The Austin Champ Was a Blatant Jeep Ripoff, But It Was Good Enough for Led Zeppelin
The forgotten British off-roader was born alongside the original Land Rover
When it comes to off-road legends, in America we lay claim to the Jeep, the Bronco, the International Harvester Scout and a number of other four-wheeled brutes. So why is it that we’re still fascinated by the lore of the Brits and their own heritage overlanders?
Probably because they really know how to drive them into the ground, and then tell a good story about it over a pint. There’s the one about the Oxford and Cambridge students driving the Land Rover Series I from London to Singapore. There’s that time British special forces painted their Land Rovers pink for better camouflage in the deserts of Oman. And it’s not all about the precursor to the Defender; there’s the time Jimmy Page and Robert Plant took an Austin Champ up “into the misty mountains” to start writing Led Zeppelin III.
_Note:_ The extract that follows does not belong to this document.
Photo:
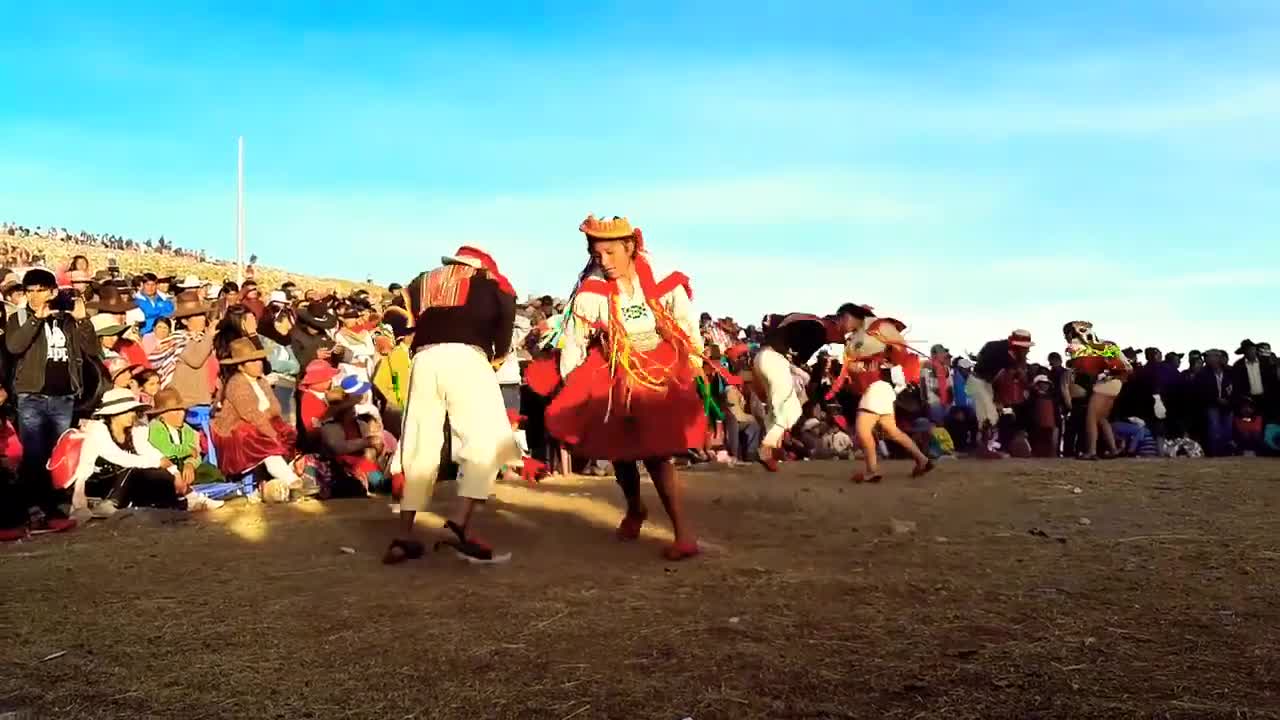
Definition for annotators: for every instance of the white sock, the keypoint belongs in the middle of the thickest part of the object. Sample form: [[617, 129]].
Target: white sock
[[279, 469]]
Never heard of the Austin Champ? It’s an essential part of English off-road history, built at the same time the Rover Company was developing the first Land Rover vehicles. The reason you probably missed it in your 4×4 education is because it was usurped by its brother in arms, as well as the vehicle it was inspired by: the American jeeps built for military use during World War II.
During the war, the U.S. supplied four-wheel-drive jeeps (this is long before the Jeep brand emerged) not only to our own troops but to the Allied Nations. But as Ben Branch recently explained at Silodrome, the Brits soon found “they needed to develop their own version using locally sourced materials and parts.”
This led to the creation of the Land Rover Series I as well as the Austin Motor Company’s Champ, full name “Truck 1/4- ton, CT, 4X4, Cargo and FFW, Austin Mk.1,” both of which started production after WWII. Branch dug up the beginnings of the latter as a 1952 model recently hit the auction block at Car & Classic Auctions. The sale has since ended, but the auction house is based out of the U.K. so American buyers likely wouldn’t have bothered; better to simply take the history lesson.
Yes, the Champ looks a lot like the Jeep you know and (maybe) love, what with the similar grille, headlight placement and fold-down windshield. But there are a number of ways Austin differentiated what they hoped would be a more capable machine, including five forward gears and five reverse gears, a Rolls-Royce 2838cc 4-cylinder engine, and waterproofing up the wazoo, which meant a folding snorkel that could be affixed to the right side of the hood and allow the vehicle to travel in up to six feet of water. According to Branch, that feature was later axed “as it was deemed not worth the extra cost.”
In fact, after starting production in 1951, the Austin Champ, a blatant Jeep ripoff, itself was axed in 1956 in favor of the Austin Gipsy, which was a blatant ripoff of the Land Rover. It’s no wonder, then, that Jeep and Land Rover are still going strong today, while the Austin Motor Company has not been heard from in a while (though there are rumors the people who hold the rights may be cooking up something electric).
But hey, over a decade after the Champ went out of production, the blokes from Led Zeppelin were still scooting around in one while in their prime, which just proves you can apply the rose-colored phrase “they don’t make ‘em like they used to” to just about any old-school 4×4, even the failed copycats.